Wątpię żeby ludzie związani z anime maczali w tym palce - po prostu osoba, która zrobiła tę scenkę, jest bardzo dobra w montażu ;) (pewnie tak samo jak autorka "Sacrifice", której również "udało się" nabrać część ludzi, iż powstaje profesjonalna szósta seria anime). Niemniej mogę cię zrozumieć - pamiętam jak kiedyś oglądałam amvki o Seiyi i Usagi i zobaczyłam, że w miarę często pojawia się tam motyw z tym, że oboje próbują do siebie zadzwonić, ale z jakichś powodów im się nie udaje. Anime oglądałam wtedy już dawno, niektóre sceny mi się zamazały w pamięci, więc byłam przekonana, że sceny z Usagi i telefonem faktycznie przedstawiają ją próbującą dodzwonić się do Seiyi. W jakiś czas później obejrzałam odcinek 194, z którego pochodziły, i wtedy się przekonałam, że w nich Usa dzwoni nie do Seiyi, a do Mamoru ;P Poczułam wtedy lekkie zdenerwowanie na twórców tych amvek, że mnie zmylili ^^;
W każdym razie tego typu fanworki mogą dezinformować tych, którzy nigdy nie widzieli serii Stars (gdyż np. mieszkają w Stanach), a znają ją tylko ze słyszenia i właśnie fanworków. Mogą mieć przez nie złe wyobrażenie na temat samej serii i relacji między Seiyą a Usą (chyba kiedyś nawet spotkałam się z komentarzem pod jakimś filmikiem o tej dwójce na YT w stylu "Co to za koleś? Myślałam/em, że Usagi jest z Mamoru!").

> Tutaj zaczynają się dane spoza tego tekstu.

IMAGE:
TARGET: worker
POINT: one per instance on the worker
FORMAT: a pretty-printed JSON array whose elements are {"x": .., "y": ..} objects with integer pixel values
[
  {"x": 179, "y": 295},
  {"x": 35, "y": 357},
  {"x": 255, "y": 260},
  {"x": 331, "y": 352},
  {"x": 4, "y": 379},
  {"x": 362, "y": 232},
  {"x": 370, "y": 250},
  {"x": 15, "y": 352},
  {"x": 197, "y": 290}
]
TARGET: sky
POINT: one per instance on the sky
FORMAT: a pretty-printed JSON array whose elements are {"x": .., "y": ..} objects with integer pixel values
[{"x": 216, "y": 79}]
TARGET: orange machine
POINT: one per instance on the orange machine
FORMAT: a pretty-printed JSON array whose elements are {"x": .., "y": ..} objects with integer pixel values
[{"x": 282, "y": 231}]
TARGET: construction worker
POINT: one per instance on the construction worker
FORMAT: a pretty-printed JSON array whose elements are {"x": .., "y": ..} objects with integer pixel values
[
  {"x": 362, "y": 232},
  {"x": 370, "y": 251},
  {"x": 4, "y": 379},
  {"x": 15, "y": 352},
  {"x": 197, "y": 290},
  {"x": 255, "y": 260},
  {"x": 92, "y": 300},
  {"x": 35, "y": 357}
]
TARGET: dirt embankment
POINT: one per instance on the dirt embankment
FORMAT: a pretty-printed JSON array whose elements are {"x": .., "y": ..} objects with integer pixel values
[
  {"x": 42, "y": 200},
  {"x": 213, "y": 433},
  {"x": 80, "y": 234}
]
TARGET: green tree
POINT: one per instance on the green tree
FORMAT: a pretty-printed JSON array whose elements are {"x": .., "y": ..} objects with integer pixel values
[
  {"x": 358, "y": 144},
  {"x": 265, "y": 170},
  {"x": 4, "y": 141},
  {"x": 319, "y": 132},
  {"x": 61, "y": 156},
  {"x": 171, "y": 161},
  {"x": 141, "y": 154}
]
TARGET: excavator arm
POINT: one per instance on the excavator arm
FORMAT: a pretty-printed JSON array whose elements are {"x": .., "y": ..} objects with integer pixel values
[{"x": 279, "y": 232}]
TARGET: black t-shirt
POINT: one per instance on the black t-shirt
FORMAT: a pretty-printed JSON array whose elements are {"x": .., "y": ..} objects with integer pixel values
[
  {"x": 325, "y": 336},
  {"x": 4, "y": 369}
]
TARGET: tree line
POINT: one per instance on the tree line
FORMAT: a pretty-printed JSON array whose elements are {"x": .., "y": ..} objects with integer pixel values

W każdym razie IMHO do przekraczania granicy dobrego smaku w przypadku tych filmików jednak "trochę" brakuje (bo nie wiem, jak w takim wypadku nazwać chociażby to, co wyprawia przeze mnie wspominany fandom APH/Hetalii).

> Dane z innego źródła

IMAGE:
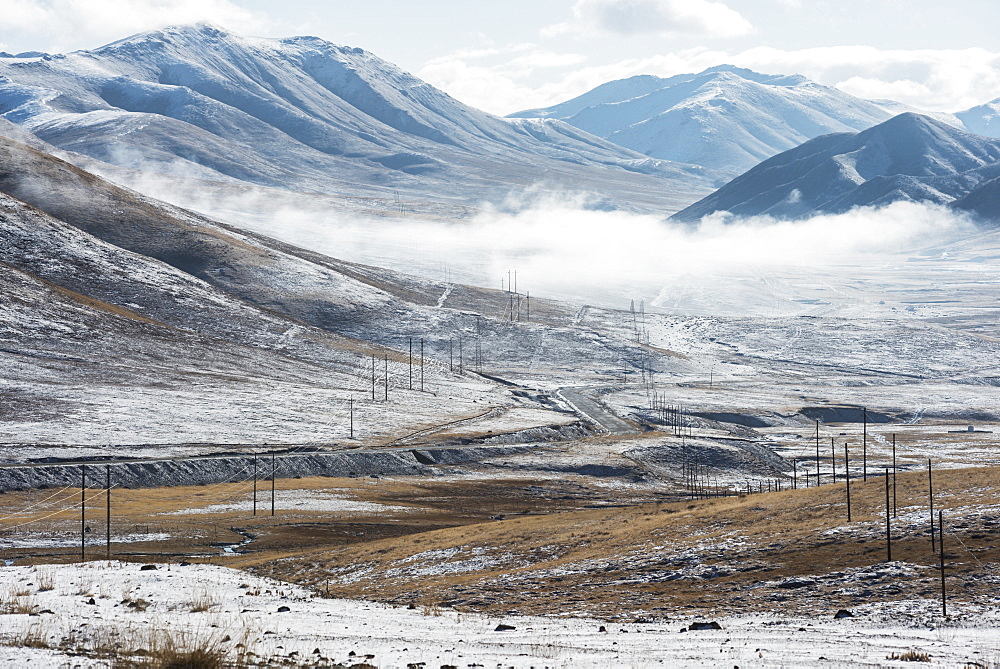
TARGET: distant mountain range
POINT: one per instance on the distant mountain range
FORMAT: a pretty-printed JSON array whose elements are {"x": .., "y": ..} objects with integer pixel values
[
  {"x": 726, "y": 119},
  {"x": 300, "y": 114},
  {"x": 909, "y": 157},
  {"x": 306, "y": 115}
]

Myślę, że w przypadku tego typu domniemań kluczowym słowem jest tu "interpretacja" - ludzie mówią, że oni interpretują daną postawę bohatera w taki, a nie inny sposób, nie rozumiejąc, że interpretacja musi się opierać na mniej lub bardziej solidnych podstawach.
Pamiętam ten odcinek z malarzem - był to chyba jeden z lepszych fillerów w Super S :)

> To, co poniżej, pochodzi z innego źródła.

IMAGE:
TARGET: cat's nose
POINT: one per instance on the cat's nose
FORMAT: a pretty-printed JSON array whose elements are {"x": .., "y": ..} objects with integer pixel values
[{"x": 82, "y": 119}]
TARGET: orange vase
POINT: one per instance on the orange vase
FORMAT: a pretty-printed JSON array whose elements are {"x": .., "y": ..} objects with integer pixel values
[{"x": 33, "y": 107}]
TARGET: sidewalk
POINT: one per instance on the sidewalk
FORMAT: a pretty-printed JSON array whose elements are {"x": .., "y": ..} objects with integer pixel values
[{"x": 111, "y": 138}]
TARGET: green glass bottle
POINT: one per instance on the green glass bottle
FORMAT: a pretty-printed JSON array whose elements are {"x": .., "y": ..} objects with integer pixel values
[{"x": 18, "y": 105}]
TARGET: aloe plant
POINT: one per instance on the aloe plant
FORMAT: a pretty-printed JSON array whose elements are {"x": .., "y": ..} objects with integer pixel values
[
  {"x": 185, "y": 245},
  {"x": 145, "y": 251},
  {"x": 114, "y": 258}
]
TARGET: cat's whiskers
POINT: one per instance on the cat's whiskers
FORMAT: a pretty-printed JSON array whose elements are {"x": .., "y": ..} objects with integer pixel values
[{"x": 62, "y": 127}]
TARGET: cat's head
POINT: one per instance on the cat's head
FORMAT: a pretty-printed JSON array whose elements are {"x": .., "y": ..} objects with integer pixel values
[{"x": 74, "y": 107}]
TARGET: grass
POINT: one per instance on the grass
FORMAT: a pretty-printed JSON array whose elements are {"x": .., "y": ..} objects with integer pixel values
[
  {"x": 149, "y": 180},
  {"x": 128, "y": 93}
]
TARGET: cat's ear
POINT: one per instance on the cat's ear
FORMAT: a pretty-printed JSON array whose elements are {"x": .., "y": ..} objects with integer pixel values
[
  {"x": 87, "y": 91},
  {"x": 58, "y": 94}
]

"Jeżeli chodzi jeszcze o paringi z anime to jest dość dużo Mamoru-Setsuna ;) Ale tutaj fani są godziwi i robią według tego, że tylko Setsuna kocha Mamoru"
No właśnie - i nikt nie dobuduje do tego pięter dziwnej ideologii ;)
Tak odcinek 129 ;) ta panika, że Mamorek nie zadzwonił i wydzwanianie do wszystkich by się z tym podzielić. Usagi jest po prostu przezabawna, taki miks zwariowanej nastolatki ;) A potem dzwoni Mamorek i jest w tej rozpiętej koszuli achhh XD
Tak Gładka, to może naprawdę zmylić fanów co sprawia, że jest niebezpieczne ;) Nie wiem tylko czy u nas w Polsce puścili kiedyś serię Stars? Pamiętam tylko, że jak byłam mała to widziałam odcinki tylko do końca z Ali i Ann ;) Na szczęście mamy internet teraz ;)
A ten kolaż z telefonem to masakra. Ci fani zapominają gdzie jest ich miejsce !! Naginają historię jak im się podoba ;)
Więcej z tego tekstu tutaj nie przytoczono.